This week in Medicare updates—4/8/2020

April 8, 2020
Medicare Insider

Congress Passes CARES Act

On March 27, President Trump signed the Coronavirus Aid, Relief, and Economic Security (CARES) Act into law. This legislation contains a variety of provisions affecting healthcare providers and facilities, including telehealth service expansion as well as stimulus checks to aid providers affected by the pause in elective procedures. The law also includes provisions regarding Medicare advance payments, Medicare sequestration relief, delayed Medicaid disproportionate share hospital reductions, and more. 

 

Long-Term Care Nursing Homes Telehealth and Telemedicine Toolkit 

On March 27, CMS published a Toolkit regarding telehealth and telemedicine for long-term care nursing home facilities. The toolkit includes information on waivers, general policy guidance for both telehealth and telemedicine, state statute guidance, ways of setting up telehealth, patient and community resources, and nursing home resources.

 

Expansion of the Accelerated and Advance Payments Program for Providers and Suppliers During COVID-19 Emergency

On March 28, CMS published a Fact Sheet and Press Release on the expansion of its Accelerated and Advance Payment Program for Part A and Part B providers to help provide necessary funds during this national emergency. Most providers/suppliers will be able to request up to 100% of the Medicare payment amount for a three-month period, while inpatient acute care hospitals, children’s hospitals, and cancer hospitals can extend that to a six-month period. CAHs may request up to 125% of their payment amount for a six-month period. The fact sheet includes a step-by-step guide on how to request this accelerated or advance payment and has details on eligibility and recoupment/reconciliation.

 

Trump Administration Engages America’s Hospitals in Unprecedented Data Sharing

On March 29, CMS published a Press Release regarding a request that hospitals report COVID-19 testing data to HHS in addition to daily reporting on bed capacity and supplies to the CDC. The order was communicated via a Letter from Vice President Mike Pence requesting data from academic, university, and hospital in-house labs who are conducting laboratory testing at their hospitals. The data spreadsheet is due every day at 5 p.m. ET.

 

Sweeping Regulatory Changes to Help U.S. Healthcare System Address COVID-19 Patient Surge

On March 30, CMS published a Fact Sheet and Press Release regarding a variety of new rules and waivers of federal requirements to help with capacity issues at local hospitals and health systems. These changes will allow hospitals to:

  • Provide services at outside facilities, such as ambulatory surgery centers, IRFs, hotels, and dorms while still receiving payments under Medicare
  • Increase the number of beds at doctor-owned hospitals
  • Provide benefits such as daily meals, laundry, or child care services for physicians and other hospital staff
  • Make it easier for providers to enroll in Medicare and increase flexibility for medical residents to provide services while receiving supervision virtually 

It also includes changes for ambulances (such as transporting patients to a wider range of locations), ambulatory surgery centers (such as enrolling and billing as a hospital during the emergency declaration), home health and hospice (such as waiving requirements for nurses to conduct an onsite visit every two weeks), and would eliminate some paperwork requirements. 

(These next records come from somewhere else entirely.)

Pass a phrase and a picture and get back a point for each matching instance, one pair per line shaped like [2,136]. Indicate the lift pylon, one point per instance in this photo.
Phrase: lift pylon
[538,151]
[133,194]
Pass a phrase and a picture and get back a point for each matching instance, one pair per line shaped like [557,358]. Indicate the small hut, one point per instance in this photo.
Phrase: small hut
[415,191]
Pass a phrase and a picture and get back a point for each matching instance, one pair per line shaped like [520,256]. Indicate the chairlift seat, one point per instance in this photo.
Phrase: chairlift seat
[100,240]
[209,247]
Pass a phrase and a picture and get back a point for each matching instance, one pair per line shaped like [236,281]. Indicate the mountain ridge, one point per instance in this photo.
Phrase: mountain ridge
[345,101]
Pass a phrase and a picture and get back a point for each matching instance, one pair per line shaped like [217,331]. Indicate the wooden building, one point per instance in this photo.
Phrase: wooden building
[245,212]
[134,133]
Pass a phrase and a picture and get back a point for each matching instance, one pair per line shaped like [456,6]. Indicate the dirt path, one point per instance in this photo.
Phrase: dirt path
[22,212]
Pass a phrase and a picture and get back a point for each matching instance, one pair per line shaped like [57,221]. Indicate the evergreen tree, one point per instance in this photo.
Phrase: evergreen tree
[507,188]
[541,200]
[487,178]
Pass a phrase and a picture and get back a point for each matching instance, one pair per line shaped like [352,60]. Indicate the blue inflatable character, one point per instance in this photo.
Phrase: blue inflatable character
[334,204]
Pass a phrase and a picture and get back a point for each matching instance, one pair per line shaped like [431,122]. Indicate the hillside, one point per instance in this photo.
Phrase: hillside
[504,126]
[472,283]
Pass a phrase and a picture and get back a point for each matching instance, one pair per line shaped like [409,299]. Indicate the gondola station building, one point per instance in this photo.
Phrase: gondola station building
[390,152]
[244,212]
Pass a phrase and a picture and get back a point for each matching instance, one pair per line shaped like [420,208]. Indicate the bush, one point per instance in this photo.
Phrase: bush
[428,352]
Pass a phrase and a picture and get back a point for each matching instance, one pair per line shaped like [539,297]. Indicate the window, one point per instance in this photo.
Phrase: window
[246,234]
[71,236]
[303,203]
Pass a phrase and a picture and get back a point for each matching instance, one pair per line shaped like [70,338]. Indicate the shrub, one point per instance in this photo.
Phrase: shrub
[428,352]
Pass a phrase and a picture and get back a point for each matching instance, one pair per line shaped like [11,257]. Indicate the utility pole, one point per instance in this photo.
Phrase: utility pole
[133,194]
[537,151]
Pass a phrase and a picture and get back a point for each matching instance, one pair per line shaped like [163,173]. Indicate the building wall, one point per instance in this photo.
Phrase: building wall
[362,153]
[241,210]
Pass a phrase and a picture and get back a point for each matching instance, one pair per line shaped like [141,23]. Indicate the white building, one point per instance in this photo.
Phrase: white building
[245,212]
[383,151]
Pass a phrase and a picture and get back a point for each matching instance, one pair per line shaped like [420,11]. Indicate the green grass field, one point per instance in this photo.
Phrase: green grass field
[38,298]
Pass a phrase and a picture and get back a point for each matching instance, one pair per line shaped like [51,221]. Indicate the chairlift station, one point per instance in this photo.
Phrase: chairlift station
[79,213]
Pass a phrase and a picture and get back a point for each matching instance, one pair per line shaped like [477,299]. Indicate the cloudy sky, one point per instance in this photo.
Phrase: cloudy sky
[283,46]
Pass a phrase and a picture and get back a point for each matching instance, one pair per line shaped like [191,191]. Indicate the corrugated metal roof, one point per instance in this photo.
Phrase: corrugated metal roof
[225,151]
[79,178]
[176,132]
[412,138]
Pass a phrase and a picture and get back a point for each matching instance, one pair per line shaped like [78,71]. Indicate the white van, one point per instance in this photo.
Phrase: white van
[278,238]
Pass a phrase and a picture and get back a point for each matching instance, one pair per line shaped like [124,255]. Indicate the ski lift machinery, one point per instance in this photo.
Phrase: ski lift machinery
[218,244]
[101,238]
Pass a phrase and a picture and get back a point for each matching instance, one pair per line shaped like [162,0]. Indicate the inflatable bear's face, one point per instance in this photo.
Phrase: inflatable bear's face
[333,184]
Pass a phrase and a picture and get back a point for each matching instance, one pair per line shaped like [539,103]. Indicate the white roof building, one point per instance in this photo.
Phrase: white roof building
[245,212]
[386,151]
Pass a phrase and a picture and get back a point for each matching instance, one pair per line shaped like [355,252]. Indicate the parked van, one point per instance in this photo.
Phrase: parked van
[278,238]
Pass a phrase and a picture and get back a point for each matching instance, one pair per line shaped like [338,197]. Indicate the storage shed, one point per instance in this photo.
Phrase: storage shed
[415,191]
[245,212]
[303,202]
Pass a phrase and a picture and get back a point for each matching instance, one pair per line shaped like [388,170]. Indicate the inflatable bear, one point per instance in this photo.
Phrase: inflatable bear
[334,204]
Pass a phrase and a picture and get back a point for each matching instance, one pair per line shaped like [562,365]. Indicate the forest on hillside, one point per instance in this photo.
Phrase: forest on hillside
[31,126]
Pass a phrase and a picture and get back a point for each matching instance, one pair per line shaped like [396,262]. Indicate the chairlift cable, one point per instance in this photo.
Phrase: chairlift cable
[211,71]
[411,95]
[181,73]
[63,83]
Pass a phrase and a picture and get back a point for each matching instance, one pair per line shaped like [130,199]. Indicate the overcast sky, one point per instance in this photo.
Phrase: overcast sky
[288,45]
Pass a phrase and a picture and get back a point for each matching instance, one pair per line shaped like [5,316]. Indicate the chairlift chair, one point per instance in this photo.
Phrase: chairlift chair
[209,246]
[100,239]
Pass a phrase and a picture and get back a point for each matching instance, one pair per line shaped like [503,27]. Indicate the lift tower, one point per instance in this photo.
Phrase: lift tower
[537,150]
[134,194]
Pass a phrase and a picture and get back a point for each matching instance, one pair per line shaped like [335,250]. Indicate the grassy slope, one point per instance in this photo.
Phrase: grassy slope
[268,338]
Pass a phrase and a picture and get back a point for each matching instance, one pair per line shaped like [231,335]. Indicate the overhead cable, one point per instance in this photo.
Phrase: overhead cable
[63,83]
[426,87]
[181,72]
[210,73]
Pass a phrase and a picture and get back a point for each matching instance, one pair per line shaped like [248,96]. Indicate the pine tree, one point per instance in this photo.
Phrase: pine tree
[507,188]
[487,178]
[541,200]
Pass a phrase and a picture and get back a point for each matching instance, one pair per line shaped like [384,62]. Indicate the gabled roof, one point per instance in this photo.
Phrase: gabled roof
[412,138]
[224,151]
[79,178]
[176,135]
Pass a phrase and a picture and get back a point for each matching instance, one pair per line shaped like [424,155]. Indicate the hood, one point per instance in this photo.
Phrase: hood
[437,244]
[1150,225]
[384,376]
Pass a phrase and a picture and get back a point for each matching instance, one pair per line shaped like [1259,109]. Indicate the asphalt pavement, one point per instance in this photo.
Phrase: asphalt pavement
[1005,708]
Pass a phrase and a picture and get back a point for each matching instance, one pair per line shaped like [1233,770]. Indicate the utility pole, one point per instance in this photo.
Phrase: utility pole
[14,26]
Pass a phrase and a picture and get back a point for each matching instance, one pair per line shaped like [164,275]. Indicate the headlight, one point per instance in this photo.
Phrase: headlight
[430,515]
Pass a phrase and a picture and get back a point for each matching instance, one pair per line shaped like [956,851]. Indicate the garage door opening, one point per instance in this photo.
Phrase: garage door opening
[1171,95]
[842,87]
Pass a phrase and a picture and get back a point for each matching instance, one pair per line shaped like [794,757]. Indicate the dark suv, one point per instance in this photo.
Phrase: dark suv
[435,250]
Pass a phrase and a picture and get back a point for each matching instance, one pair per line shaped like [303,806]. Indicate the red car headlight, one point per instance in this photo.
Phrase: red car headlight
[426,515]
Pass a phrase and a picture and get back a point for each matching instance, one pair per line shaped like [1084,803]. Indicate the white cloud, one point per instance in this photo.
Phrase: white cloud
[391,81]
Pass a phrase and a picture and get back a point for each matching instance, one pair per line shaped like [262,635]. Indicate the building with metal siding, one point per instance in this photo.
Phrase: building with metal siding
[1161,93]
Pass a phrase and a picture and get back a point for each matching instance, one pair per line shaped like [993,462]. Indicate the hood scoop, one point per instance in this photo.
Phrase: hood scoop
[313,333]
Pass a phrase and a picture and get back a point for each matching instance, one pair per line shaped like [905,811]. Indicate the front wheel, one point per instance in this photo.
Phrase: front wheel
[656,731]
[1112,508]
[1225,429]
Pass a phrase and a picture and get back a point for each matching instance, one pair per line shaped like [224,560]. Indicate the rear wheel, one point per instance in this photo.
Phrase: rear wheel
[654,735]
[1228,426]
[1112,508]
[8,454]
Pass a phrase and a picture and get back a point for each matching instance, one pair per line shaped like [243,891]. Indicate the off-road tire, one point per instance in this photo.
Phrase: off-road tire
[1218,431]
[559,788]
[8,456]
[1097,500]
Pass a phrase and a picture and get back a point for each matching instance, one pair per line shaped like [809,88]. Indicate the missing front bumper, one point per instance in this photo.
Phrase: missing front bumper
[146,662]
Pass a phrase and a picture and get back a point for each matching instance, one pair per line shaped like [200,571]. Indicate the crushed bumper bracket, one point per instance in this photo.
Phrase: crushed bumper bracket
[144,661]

More information on the waivers and flexibilities is available via the Current Emergencies page for Coronavirus. 

CMS published a draft copy of an Interim Final Rule with Comment Period regarding these broad flexibilities for providers during the public health emergency. The rule was published in the Federal Register on April 6. Regulations are effective on March 31, 2020, but the regulations are applicable beginning on March 1, 2020. Comments are due no later than 5 p.m. on June 1.  

 

Message From Leadership on Minimizing Burdens on Providers

On March 30, the OIG published a Notice stating that it is being understanding of the extra burden on providers during the public health emergency and is encouraging health care organizations who need extensions of OIG deadlines, such as for producing data for an OIG review or to comply with a corporate integrity agreement, to work with their OIG contact to reach a reasonable solution. The OIG is also asking for electronic submission of materials that would ordinarily be mailed, as the majority of the OIG workforce is currently teleworking. 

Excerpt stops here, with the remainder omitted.